Conservatives do not read the trade agreements, they do not understand what is at stake and they do not do any impact studies. They just throw it up in the air and say, “Of course, this must create jobs”.
The Conservatives have absolutely no fundamentals and there is no due diligence that they have done to actually make the case. This is the essential problem in why Conservatives have a fundamentally dysfunctional trade policy.
There has been one credible study, and not a fantasyland study like the minister tried to commission, which was promptly rebutted. There is one credible study that shows a net loss of 150,000 jobs in Canada.

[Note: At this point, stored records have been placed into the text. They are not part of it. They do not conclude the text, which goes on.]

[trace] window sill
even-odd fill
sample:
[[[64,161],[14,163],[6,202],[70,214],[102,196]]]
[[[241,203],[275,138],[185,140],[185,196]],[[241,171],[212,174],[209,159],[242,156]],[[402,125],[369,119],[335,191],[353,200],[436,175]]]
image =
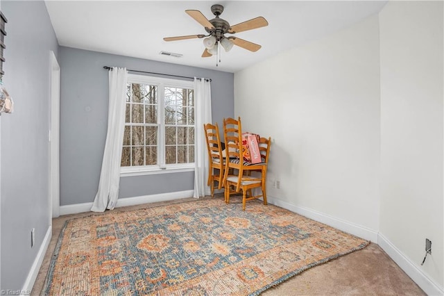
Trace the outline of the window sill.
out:
[[[173,174],[185,172],[194,172],[194,167],[167,167],[166,169],[144,169],[134,170],[121,170],[120,171],[120,176],[145,176],[149,174]]]

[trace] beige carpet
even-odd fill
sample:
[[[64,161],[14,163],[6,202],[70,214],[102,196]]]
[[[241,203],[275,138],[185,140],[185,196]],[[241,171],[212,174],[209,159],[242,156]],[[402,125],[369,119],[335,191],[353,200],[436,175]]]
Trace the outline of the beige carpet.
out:
[[[221,197],[216,197],[221,198]],[[144,204],[117,208],[130,208],[182,202],[193,199]],[[241,205],[239,205],[241,206]],[[40,295],[60,231],[67,220],[91,215],[69,215],[53,220],[53,237],[31,295]],[[101,215],[96,213],[95,215]],[[280,285],[265,291],[268,295],[425,295],[409,277],[379,248],[370,244],[362,250],[312,268]]]

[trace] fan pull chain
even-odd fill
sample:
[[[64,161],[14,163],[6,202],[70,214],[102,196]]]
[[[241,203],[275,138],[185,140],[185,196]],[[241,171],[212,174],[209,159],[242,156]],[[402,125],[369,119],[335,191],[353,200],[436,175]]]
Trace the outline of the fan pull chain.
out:
[[[219,63],[221,63],[220,54],[221,54],[221,44],[220,44],[220,42],[218,41],[216,42],[216,67],[218,67],[219,65]]]

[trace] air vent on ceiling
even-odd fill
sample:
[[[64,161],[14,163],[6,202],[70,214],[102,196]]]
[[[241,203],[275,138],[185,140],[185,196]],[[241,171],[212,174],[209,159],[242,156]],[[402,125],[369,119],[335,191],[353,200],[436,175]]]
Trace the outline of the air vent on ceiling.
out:
[[[183,56],[183,54],[175,54],[173,52],[169,52],[169,51],[160,51],[160,54],[164,55],[164,56],[173,56],[175,58],[181,58],[182,56]]]

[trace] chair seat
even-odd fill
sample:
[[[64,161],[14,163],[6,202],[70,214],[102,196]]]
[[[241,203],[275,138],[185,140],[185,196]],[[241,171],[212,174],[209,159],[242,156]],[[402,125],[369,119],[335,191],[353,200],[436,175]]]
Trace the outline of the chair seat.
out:
[[[229,176],[227,178],[227,181],[230,182],[237,183],[238,177],[237,176]],[[248,177],[248,180],[241,179],[241,185],[246,186],[246,185],[255,184],[257,183],[261,183],[261,181],[262,181],[262,179],[259,178]]]
[[[237,165],[239,165],[239,163],[241,162],[241,161],[239,158],[230,158],[230,162],[231,163],[236,163]],[[248,165],[266,165],[266,163],[251,163],[250,161],[244,161],[244,166],[248,166]]]

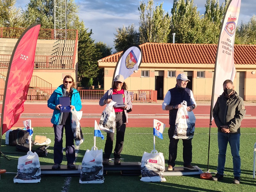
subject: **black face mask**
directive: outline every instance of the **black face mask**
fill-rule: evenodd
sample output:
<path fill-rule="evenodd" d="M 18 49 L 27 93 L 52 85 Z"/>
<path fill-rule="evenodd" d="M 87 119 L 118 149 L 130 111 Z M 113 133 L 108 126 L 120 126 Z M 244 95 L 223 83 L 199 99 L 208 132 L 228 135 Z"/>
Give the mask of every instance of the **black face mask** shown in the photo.
<path fill-rule="evenodd" d="M 224 90 L 224 92 L 227 95 L 229 95 L 231 93 L 233 92 L 233 89 L 226 89 Z"/>

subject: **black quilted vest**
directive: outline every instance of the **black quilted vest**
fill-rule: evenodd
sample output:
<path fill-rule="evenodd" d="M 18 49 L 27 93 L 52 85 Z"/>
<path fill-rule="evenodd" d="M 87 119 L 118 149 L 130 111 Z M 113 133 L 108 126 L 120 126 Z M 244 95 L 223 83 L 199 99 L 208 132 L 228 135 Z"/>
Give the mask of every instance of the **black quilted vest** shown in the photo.
<path fill-rule="evenodd" d="M 187 101 L 187 106 L 191 105 L 190 100 L 190 90 L 188 88 L 181 89 L 177 86 L 169 90 L 168 91 L 171 92 L 171 102 L 169 105 L 174 105 L 180 104 L 185 100 Z M 169 110 L 169 124 L 170 125 L 175 125 L 176 116 L 178 112 L 178 109 Z"/>

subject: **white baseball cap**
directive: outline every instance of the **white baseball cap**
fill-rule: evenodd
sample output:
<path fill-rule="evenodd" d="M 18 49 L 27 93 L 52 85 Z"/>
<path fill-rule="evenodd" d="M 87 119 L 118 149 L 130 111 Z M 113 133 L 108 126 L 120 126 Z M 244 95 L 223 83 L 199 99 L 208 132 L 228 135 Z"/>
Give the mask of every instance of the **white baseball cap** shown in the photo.
<path fill-rule="evenodd" d="M 179 74 L 177 76 L 177 79 L 181 79 L 182 81 L 190 81 L 190 80 L 188 78 L 187 76 L 184 73 Z"/>
<path fill-rule="evenodd" d="M 114 81 L 116 82 L 120 81 L 122 83 L 124 83 L 124 78 L 122 75 L 118 75 L 116 77 Z"/>

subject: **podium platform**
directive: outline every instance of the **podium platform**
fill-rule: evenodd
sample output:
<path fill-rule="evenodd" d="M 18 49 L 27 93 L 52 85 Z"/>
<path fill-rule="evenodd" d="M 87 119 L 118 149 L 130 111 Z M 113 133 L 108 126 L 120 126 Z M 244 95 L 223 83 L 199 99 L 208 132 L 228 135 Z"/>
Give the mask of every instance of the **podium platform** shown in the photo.
<path fill-rule="evenodd" d="M 52 169 L 52 165 L 40 165 L 42 175 L 80 175 L 82 166 L 81 165 L 76 165 L 76 169 L 68 168 L 66 165 L 61 165 L 60 168 L 57 169 Z"/>
<path fill-rule="evenodd" d="M 110 162 L 108 165 L 103 165 L 103 171 L 104 175 L 108 171 L 119 171 L 123 176 L 139 176 L 141 174 L 140 162 L 121 162 L 120 164 L 115 164 Z M 60 168 L 52 169 L 52 165 L 41 165 L 42 175 L 57 174 L 67 176 L 80 176 L 82 170 L 82 165 L 76 165 L 76 169 L 68 168 L 66 165 L 61 165 Z"/>
<path fill-rule="evenodd" d="M 197 166 L 194 166 L 195 170 L 184 169 L 183 167 L 175 167 L 172 171 L 168 171 L 167 168 L 164 172 L 164 176 L 182 176 L 191 175 L 200 175 L 204 172 Z"/>
<path fill-rule="evenodd" d="M 104 175 L 108 171 L 120 171 L 123 176 L 139 176 L 141 175 L 140 162 L 121 162 L 120 164 L 116 164 L 114 162 L 110 162 L 108 165 L 103 165 Z"/>

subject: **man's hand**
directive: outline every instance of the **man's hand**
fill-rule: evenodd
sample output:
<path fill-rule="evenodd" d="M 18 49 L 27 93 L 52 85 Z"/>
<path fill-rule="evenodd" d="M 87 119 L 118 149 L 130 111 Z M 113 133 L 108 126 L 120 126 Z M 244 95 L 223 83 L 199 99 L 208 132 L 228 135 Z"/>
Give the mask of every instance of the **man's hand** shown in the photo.
<path fill-rule="evenodd" d="M 223 125 L 220 126 L 220 127 L 221 127 L 221 132 L 223 133 L 228 133 L 230 132 L 229 129 L 228 129 L 228 125 Z"/>
<path fill-rule="evenodd" d="M 193 109 L 193 107 L 192 107 L 191 105 L 191 106 L 189 106 L 187 108 L 187 110 L 188 111 L 192 111 Z"/>

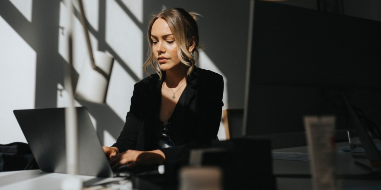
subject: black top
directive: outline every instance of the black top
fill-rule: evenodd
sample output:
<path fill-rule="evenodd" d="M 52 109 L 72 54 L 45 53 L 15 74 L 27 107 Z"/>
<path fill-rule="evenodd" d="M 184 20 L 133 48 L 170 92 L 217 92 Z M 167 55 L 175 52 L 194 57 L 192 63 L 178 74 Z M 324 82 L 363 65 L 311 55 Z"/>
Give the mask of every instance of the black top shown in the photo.
<path fill-rule="evenodd" d="M 128 149 L 149 151 L 158 149 L 158 115 L 161 100 L 161 84 L 157 74 L 135 84 L 130 111 L 117 142 L 121 152 Z M 167 160 L 187 160 L 190 149 L 217 139 L 221 121 L 224 82 L 213 72 L 195 68 L 188 76 L 186 87 L 172 116 L 173 148 L 159 148 Z"/>

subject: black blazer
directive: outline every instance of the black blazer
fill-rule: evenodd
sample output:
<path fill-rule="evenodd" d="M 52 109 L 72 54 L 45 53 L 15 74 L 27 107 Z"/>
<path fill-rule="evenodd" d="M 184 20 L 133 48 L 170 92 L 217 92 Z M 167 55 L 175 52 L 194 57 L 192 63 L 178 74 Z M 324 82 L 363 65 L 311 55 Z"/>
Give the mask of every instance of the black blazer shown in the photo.
<path fill-rule="evenodd" d="M 171 129 L 171 138 L 176 146 L 160 148 L 158 113 L 165 77 L 165 72 L 161 81 L 155 74 L 135 84 L 126 123 L 113 145 L 121 152 L 160 149 L 167 161 L 187 161 L 191 148 L 217 139 L 223 105 L 223 79 L 218 74 L 195 67 L 187 77 L 184 99 L 180 101 L 184 98 L 180 97 L 175 108 L 179 119 Z"/>

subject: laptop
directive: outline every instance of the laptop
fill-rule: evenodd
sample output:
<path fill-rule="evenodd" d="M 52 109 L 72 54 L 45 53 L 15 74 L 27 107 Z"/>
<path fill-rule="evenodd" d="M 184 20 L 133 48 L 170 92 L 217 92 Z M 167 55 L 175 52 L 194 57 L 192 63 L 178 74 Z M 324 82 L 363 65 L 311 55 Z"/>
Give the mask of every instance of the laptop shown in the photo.
<path fill-rule="evenodd" d="M 348 99 L 344 95 L 342 96 L 342 98 L 349 114 L 353 119 L 354 128 L 358 133 L 360 141 L 365 148 L 365 153 L 371 167 L 369 169 L 370 171 L 379 173 L 381 172 L 381 155 L 378 152 L 378 150 L 371 138 L 368 134 L 367 130 L 361 124 L 360 119 L 356 115 L 354 110 L 351 106 Z"/>
<path fill-rule="evenodd" d="M 110 177 L 129 176 L 154 167 L 113 171 L 104 152 L 86 109 L 76 107 L 78 118 L 79 174 Z M 67 173 L 65 108 L 14 110 L 14 113 L 41 170 Z M 157 168 L 157 166 L 156 167 Z"/>

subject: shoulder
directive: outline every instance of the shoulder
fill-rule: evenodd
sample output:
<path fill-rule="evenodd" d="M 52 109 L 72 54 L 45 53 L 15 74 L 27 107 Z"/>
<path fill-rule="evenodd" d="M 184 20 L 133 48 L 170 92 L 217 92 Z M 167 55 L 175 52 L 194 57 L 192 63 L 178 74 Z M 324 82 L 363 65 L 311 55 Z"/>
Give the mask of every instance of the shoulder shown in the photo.
<path fill-rule="evenodd" d="M 135 84 L 137 86 L 149 86 L 153 84 L 156 84 L 160 81 L 159 76 L 157 74 L 153 74 L 148 77 L 142 79 L 140 81 L 138 82 Z"/>
<path fill-rule="evenodd" d="M 199 73 L 199 76 L 200 78 L 200 80 L 203 82 L 204 82 L 204 81 L 210 81 L 211 82 L 223 82 L 222 76 L 217 73 L 200 68 L 197 68 L 196 69 L 197 69 L 197 72 Z"/>

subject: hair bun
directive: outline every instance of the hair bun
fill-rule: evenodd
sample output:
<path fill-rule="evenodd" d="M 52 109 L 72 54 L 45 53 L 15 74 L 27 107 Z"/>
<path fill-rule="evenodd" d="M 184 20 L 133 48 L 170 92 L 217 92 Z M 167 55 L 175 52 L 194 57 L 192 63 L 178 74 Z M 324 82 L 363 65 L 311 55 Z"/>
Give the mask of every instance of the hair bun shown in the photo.
<path fill-rule="evenodd" d="M 189 14 L 190 15 L 193 19 L 196 21 L 197 21 L 199 20 L 197 17 L 201 17 L 201 15 L 196 12 L 189 12 Z"/>

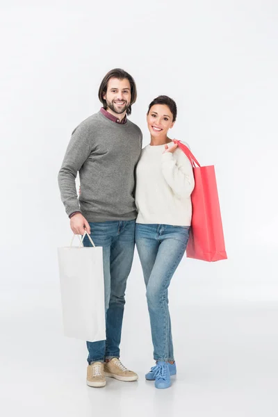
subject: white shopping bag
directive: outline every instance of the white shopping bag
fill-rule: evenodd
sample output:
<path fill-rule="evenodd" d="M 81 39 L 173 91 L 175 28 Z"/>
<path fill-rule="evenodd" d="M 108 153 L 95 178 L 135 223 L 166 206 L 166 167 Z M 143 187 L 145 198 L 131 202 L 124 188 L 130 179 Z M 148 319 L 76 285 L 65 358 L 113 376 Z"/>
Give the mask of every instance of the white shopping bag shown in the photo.
<path fill-rule="evenodd" d="M 92 247 L 85 247 L 88 235 Z M 106 338 L 102 247 L 85 232 L 80 246 L 58 247 L 64 334 L 95 342 Z"/>

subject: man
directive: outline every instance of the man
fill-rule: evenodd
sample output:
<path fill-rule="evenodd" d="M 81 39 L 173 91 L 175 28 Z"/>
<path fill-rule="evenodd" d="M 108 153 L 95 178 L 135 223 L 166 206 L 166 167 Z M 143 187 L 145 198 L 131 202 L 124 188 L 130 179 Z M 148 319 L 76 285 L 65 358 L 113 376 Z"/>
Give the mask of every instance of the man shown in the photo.
<path fill-rule="evenodd" d="M 124 292 L 134 252 L 135 167 L 142 139 L 139 127 L 126 117 L 136 97 L 129 74 L 119 68 L 110 71 L 99 90 L 103 107 L 73 131 L 58 174 L 72 230 L 82 235 L 87 231 L 95 244 L 103 247 L 106 340 L 87 342 L 90 386 L 104 386 L 106 376 L 138 379 L 119 359 Z M 88 236 L 84 245 L 90 245 Z"/>

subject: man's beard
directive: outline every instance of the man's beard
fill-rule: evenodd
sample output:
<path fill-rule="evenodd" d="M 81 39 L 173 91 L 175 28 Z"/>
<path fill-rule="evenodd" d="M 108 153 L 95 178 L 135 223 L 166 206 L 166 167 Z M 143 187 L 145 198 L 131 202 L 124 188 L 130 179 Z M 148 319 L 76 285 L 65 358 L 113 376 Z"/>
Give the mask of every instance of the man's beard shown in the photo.
<path fill-rule="evenodd" d="M 117 107 L 114 106 L 114 103 L 113 101 L 108 101 L 106 100 L 106 104 L 108 107 L 109 107 L 109 108 L 112 110 L 114 113 L 117 113 L 117 115 L 121 115 L 122 113 L 126 111 L 126 110 L 129 107 L 130 105 L 130 103 L 126 103 L 125 100 L 122 100 L 122 101 L 124 101 L 126 103 L 126 105 L 122 107 L 122 108 L 120 109 L 117 108 Z"/>

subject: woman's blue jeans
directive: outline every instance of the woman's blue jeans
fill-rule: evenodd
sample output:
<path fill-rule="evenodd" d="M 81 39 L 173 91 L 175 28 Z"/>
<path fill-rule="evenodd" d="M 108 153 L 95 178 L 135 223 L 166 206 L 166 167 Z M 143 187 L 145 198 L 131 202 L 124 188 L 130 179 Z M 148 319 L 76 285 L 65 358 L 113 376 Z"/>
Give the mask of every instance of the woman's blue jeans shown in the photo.
<path fill-rule="evenodd" d="M 174 361 L 168 287 L 186 249 L 190 227 L 136 223 L 156 361 Z"/>

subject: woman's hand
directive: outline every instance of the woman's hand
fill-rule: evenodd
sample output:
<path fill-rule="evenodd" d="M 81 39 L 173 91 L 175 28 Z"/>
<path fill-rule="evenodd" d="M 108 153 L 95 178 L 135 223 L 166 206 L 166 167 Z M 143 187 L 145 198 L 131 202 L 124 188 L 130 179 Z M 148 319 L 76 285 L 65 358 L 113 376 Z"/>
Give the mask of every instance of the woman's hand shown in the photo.
<path fill-rule="evenodd" d="M 171 152 L 171 154 L 172 154 L 177 149 L 177 147 L 178 147 L 177 143 L 174 143 L 173 145 L 173 146 L 171 146 L 170 147 L 169 147 L 166 143 L 165 145 L 165 151 L 164 151 L 163 154 L 165 154 L 166 152 Z"/>

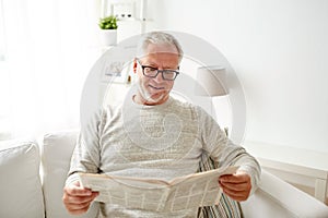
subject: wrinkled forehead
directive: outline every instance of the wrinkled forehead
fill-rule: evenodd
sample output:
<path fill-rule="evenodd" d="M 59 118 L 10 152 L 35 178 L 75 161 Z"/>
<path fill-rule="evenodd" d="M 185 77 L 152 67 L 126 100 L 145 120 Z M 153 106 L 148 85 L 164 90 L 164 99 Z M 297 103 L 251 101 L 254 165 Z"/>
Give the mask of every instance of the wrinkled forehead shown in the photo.
<path fill-rule="evenodd" d="M 171 44 L 149 44 L 144 50 L 144 55 L 166 53 L 178 57 L 178 50 Z"/>

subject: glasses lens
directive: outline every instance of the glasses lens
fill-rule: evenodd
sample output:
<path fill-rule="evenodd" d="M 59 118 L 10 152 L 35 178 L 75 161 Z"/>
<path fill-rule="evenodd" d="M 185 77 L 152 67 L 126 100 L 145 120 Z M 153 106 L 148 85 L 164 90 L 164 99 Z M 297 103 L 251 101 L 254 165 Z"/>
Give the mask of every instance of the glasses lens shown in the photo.
<path fill-rule="evenodd" d="M 145 66 L 143 68 L 143 73 L 147 76 L 156 76 L 157 69 Z"/>
<path fill-rule="evenodd" d="M 176 74 L 177 73 L 175 71 L 163 71 L 164 80 L 173 81 L 175 78 Z"/>

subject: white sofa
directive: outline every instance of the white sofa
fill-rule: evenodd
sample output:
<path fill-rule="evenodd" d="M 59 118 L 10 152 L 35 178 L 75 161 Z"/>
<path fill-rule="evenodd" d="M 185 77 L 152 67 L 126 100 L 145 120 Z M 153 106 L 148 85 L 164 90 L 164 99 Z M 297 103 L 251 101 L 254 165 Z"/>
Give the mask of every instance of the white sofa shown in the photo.
<path fill-rule="evenodd" d="M 75 131 L 46 134 L 37 142 L 0 142 L 0 217 L 66 218 L 62 189 Z M 261 183 L 242 203 L 246 218 L 328 218 L 328 207 L 263 171 Z M 78 217 L 94 217 L 96 204 Z"/>

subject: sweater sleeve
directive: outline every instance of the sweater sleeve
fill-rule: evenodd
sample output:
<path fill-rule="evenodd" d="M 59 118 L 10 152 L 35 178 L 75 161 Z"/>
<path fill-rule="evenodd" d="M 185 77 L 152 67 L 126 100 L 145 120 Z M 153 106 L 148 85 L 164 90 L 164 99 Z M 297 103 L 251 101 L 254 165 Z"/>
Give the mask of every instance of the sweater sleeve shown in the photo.
<path fill-rule="evenodd" d="M 70 170 L 66 184 L 78 181 L 77 172 L 98 173 L 101 145 L 99 137 L 102 131 L 103 110 L 94 112 L 81 126 L 78 135 L 75 148 L 70 164 Z"/>
<path fill-rule="evenodd" d="M 261 169 L 258 161 L 241 145 L 234 144 L 216 121 L 203 109 L 198 108 L 199 126 L 203 149 L 219 167 L 239 166 L 251 179 L 251 194 L 257 189 Z"/>

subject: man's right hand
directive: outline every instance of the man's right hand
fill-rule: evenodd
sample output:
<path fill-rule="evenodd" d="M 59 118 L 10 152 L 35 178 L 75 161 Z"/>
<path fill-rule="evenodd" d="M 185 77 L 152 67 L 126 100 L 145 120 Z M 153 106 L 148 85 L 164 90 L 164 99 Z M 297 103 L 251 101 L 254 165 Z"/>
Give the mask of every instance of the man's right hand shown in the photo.
<path fill-rule="evenodd" d="M 81 187 L 80 182 L 74 182 L 63 187 L 62 202 L 70 214 L 81 215 L 87 211 L 92 201 L 98 194 L 98 192 Z"/>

For those who are among the half million Canadians who have seen their manufacturing jobs lost, the idea that one can simply throw something in the air and say that it must be good is exactly the fundamental problem that so many Canadians are having with, and it is almost an oxymoron, the Conservative trade policy or their economic policy. The study shows 150,000 lost jobs. There is nothing credible on the Conservative side to show the contrary. It shows a 30% increase in drug costs, but there is nothing on the Conservative side to show, in any credible way, that they have even examined the issue.
It costs Canadians every time the Conservatives throw something up in the air, whether it is the softwood lumber sellout, the shipbuilding sellout, or this particular deal. The Conservatives have not done their homework, they have not done their due diligence, and that shows.